Katdare M, Osborne M P, Telang N T
Division of Carcinogenesis and Prevention, Strang Cancer Research Laboratory, The Rockefeller University, 1230 York Avenue, New York, NY 10021, USA.
Oncol Rep. 1998 Mar-Apr;5(2):311-5. doi: 10.3892/or.5.2.311.
Aberrant proliferation and modulated apoptosis leading to impaired cellular homeostasis represent crucial early events in the multi-step carcinogenic process. Regulation of these perturbed biomarkers may predict efficacious prevention of cancer development. Present experiments on non-cancerous human mammary epithelial 184-B5 cells were designed to examine whether i) exposure to suspect environmental human carcinogen Benzo (a) pyrene (BP) alters the status of cell proliferation and apoptosis and ii) BP-induced alterations are modulated in response to select natural phytochemicals that inhibit rodent mammary tumorigenesis. Flow cytometric analysis, cellular immunoreactivity to proliferation specific and apoptosis specific gene products and anchorage-dependent colony formation represented quantitative endpoints. Cruciferous glucosinolate indole-3-carbinol (I3C), tea polyphenol (-) epigallo catechin gallate (EGCC) and soy isoflavone genistein (GEN) represented the chemopreventive test compounds. A single 24 h exposure to 39 lM BP resulted in a 50% decrease (P=0.02) in the ratio of quiescent (Q=G0) to proliferative (P=S + M) population in part due to increase in aberrantly proliferative cells. The BP-initiated cells also exhibited an 87.8% inhibition (P=0. 0001) in confluency-associated apoptosis and a concomitant decrease in cellular immunoreactivity to wild-type p53. Simultaneous treatment of cultures with BP + I3C, BP + EGCG and BP + GEN resulted in a 1.8- to 3.4-fold increase (P<0.01) in Q/P ratio and 1.8- to 6. 9-fold increase (P=0.001) in sub G0 (apoptotic) population. The induction of apoptosis was accompanied by enhanced p53 immunoreactivity (P<0.01). In long-term (21 day) experiments, BP treatment induced a 145.3% increase (P=0.001) in anchorage-dependent colony formation. This aberrant proliferation was inhibited by 44.2% to 65.3% (P=0.01) in the presence of the three phytochemicals. Thus, BP-induced aberrant proliferation is inhibited by the natural phytochemicals in part due to regulation of cell cycle progression and induction of p53 dependent apoptosis.

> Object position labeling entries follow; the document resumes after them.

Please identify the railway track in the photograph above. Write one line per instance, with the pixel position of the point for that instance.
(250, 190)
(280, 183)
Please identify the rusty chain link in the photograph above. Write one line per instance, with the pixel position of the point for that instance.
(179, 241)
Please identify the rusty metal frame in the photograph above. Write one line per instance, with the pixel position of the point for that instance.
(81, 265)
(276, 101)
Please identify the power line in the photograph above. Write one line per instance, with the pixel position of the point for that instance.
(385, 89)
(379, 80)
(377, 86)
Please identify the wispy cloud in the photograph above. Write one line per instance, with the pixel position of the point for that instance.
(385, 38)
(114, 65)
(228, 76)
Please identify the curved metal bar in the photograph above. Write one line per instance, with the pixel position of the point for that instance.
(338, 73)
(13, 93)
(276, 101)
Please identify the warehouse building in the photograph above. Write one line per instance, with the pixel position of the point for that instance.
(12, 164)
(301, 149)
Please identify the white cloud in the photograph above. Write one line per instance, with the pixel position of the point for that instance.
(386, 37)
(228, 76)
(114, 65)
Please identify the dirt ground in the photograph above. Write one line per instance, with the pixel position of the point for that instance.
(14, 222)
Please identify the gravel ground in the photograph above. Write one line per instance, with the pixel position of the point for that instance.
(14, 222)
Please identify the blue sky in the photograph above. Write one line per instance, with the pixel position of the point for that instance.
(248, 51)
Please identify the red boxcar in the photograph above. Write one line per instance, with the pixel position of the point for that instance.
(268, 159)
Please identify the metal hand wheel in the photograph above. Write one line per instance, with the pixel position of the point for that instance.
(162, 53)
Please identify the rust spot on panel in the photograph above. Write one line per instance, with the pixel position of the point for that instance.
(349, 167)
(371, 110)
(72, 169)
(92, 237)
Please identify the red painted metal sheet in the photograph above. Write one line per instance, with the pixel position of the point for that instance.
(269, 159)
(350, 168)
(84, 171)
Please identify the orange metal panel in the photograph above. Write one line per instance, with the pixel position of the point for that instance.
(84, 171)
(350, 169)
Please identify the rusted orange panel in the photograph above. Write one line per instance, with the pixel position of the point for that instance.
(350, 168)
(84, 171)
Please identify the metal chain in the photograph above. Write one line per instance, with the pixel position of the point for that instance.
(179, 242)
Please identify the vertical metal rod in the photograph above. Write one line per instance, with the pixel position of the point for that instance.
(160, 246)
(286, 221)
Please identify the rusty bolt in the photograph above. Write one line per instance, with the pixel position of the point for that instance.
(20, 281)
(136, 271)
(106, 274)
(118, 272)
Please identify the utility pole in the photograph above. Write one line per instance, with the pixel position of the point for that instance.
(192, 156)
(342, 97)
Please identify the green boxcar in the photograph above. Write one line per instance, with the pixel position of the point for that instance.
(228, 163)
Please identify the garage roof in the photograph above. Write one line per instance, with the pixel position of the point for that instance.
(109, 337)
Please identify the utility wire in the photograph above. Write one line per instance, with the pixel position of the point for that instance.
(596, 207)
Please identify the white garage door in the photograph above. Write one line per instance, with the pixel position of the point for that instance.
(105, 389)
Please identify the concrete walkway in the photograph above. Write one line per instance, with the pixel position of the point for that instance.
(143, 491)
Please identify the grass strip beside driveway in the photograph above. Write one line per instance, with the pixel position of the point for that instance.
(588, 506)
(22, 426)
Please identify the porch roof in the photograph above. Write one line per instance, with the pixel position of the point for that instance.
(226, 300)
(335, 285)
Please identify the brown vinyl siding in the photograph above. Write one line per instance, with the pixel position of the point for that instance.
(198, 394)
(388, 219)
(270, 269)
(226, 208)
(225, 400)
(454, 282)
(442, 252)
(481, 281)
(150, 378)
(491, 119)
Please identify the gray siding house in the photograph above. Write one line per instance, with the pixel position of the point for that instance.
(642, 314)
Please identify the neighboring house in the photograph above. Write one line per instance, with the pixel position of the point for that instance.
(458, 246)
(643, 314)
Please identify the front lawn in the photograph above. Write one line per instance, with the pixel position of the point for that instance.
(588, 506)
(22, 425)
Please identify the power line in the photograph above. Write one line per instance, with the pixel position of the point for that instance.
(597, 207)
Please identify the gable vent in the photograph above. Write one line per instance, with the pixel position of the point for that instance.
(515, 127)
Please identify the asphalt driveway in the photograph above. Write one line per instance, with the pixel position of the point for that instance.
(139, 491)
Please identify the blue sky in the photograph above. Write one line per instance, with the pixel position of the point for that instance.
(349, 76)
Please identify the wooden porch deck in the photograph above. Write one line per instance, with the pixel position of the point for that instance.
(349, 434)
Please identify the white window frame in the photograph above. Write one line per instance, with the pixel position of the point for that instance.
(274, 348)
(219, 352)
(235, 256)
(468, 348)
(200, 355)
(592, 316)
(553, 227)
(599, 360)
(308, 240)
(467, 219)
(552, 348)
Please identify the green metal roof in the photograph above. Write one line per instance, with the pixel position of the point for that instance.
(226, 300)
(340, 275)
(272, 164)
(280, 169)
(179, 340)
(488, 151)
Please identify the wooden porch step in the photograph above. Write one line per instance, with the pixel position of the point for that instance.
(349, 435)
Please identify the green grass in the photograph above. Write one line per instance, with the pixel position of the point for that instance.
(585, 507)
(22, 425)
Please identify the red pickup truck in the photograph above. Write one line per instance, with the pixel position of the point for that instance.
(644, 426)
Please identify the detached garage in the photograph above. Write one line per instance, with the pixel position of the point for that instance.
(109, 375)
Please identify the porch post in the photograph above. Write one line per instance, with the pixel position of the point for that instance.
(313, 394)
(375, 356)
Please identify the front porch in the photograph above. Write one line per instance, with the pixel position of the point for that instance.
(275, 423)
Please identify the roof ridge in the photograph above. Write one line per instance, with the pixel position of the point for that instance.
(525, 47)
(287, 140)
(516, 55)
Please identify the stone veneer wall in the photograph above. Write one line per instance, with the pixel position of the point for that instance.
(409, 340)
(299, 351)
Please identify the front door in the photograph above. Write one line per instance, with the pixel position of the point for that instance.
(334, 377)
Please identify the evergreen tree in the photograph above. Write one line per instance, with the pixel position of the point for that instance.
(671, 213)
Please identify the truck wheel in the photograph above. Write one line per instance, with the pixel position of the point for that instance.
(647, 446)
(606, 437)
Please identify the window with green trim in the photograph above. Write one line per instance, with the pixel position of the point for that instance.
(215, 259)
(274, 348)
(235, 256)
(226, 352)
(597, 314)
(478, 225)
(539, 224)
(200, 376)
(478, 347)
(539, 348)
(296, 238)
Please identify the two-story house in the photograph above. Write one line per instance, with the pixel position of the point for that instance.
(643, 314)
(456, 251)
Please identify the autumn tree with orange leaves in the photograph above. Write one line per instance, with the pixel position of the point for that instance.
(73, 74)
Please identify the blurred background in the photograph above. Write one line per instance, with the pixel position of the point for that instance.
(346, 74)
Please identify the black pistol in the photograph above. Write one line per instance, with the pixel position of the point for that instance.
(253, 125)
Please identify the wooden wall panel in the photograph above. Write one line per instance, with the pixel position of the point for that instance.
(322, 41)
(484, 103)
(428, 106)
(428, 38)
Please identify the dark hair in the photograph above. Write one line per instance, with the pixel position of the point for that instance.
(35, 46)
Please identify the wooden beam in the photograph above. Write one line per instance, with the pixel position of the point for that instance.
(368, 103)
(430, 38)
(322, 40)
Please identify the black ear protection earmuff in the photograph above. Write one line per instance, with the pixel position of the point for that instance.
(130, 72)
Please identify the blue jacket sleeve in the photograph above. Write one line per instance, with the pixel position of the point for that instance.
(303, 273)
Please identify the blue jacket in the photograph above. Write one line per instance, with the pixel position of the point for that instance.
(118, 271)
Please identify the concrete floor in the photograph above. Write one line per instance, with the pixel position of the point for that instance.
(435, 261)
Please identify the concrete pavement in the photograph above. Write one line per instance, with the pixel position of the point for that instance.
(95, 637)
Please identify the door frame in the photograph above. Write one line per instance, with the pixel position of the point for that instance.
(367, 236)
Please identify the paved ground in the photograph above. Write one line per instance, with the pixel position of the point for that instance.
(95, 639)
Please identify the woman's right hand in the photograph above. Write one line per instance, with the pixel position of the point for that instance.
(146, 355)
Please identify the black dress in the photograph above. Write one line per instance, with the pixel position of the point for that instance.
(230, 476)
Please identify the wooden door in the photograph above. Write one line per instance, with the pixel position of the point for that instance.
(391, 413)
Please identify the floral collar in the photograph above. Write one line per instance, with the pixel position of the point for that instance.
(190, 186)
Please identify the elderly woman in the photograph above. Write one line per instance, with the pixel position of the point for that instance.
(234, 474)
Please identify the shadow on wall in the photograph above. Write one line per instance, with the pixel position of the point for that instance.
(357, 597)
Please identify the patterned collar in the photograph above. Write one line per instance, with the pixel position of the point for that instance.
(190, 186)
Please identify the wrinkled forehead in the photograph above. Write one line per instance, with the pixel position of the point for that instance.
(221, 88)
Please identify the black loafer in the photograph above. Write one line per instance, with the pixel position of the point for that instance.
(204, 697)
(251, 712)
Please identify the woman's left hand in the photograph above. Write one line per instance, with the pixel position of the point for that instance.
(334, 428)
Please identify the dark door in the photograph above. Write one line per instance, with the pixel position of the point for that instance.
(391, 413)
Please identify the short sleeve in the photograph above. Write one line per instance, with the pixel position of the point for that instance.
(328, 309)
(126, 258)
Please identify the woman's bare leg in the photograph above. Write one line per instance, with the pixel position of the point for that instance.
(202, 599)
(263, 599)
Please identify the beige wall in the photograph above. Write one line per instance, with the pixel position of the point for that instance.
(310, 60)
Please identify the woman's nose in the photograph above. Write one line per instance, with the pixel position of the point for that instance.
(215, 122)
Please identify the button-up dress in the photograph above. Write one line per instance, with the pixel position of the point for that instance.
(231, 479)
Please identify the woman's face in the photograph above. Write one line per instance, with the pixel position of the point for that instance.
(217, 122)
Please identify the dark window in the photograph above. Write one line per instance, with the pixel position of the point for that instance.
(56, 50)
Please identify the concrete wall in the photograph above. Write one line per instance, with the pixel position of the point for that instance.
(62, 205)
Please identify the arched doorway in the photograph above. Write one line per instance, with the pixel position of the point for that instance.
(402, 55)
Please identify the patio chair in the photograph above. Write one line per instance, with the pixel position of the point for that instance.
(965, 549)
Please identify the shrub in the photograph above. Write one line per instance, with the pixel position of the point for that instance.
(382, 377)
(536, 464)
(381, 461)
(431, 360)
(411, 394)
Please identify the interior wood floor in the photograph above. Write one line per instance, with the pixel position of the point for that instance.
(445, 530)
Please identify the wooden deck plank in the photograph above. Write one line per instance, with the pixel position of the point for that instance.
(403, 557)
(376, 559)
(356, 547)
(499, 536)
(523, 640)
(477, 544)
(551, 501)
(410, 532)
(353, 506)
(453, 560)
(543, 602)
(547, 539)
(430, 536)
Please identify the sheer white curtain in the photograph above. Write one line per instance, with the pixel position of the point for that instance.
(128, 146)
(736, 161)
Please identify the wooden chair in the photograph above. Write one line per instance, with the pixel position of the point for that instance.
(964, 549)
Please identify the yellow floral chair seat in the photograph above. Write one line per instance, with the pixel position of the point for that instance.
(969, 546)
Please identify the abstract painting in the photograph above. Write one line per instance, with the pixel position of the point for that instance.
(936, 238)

异常增殖和凋亡调控导致细胞内稳态受损,是多步骤致癌过程中的关键早期事件。对这些受干扰生物标志物的调控可能预示着对癌症发展的有效预防。目前针对非癌性人乳腺上皮184 - B5细胞进行的实验旨在检验:i)暴露于可疑环境人类致癌物苯并(a)芘(BP)是否会改变细胞增殖和凋亡状态;ii)BP诱导的改变是否会因选择抑制啮齿动物乳腺肿瘤发生的天然植物化学物质而受到调节。流式细胞术分析、细胞对增殖特异性和凋亡特异性基因产物的免疫反应性以及锚定依赖性集落形成代表了定量终点。十字花科硫代葡萄糖苷吲哚 - 3 - 甲醇(I3C)、茶多酚(-)表没食子儿茶素没食子酸酯(EGCG)和大豆异黄酮染料木黄酮(GEN)代表化学预防测试化合物。单次24小时暴露于39μM BP导致静止(Q = G0)与增殖(P = S + M)群体比例下降50%(P = 0.02),部分原因是异常增殖细胞增加。BP起始的细胞在汇合相关凋亡方面也表现出87.8%的抑制(P = 0.0001),同时对野生型p53的细胞免疫反应性降低。用BP + I3C、BP + EGCG和BP + GEN同时处理培养物导致Q/P比值增加1.8至3.4倍(P < 0.01),亚G0(凋亡)群体增加1.8至6.9倍(P = 0.001)。凋亡的诱导伴随着p53免疫反应性增强(P < 0.01)。在长期(21天)实验中,BP处理导致锚定依赖性集落形成增加145.3%(P = 0.001)。在三种植物化学物质存在的情况下,这种异常增殖受到44.2%至65.3%的抑制(P = 0.01)。因此,天然植物化学物质部分通过调节细胞周期进程和诱导p53依赖性凋亡来抑制BP诱导的异常增殖。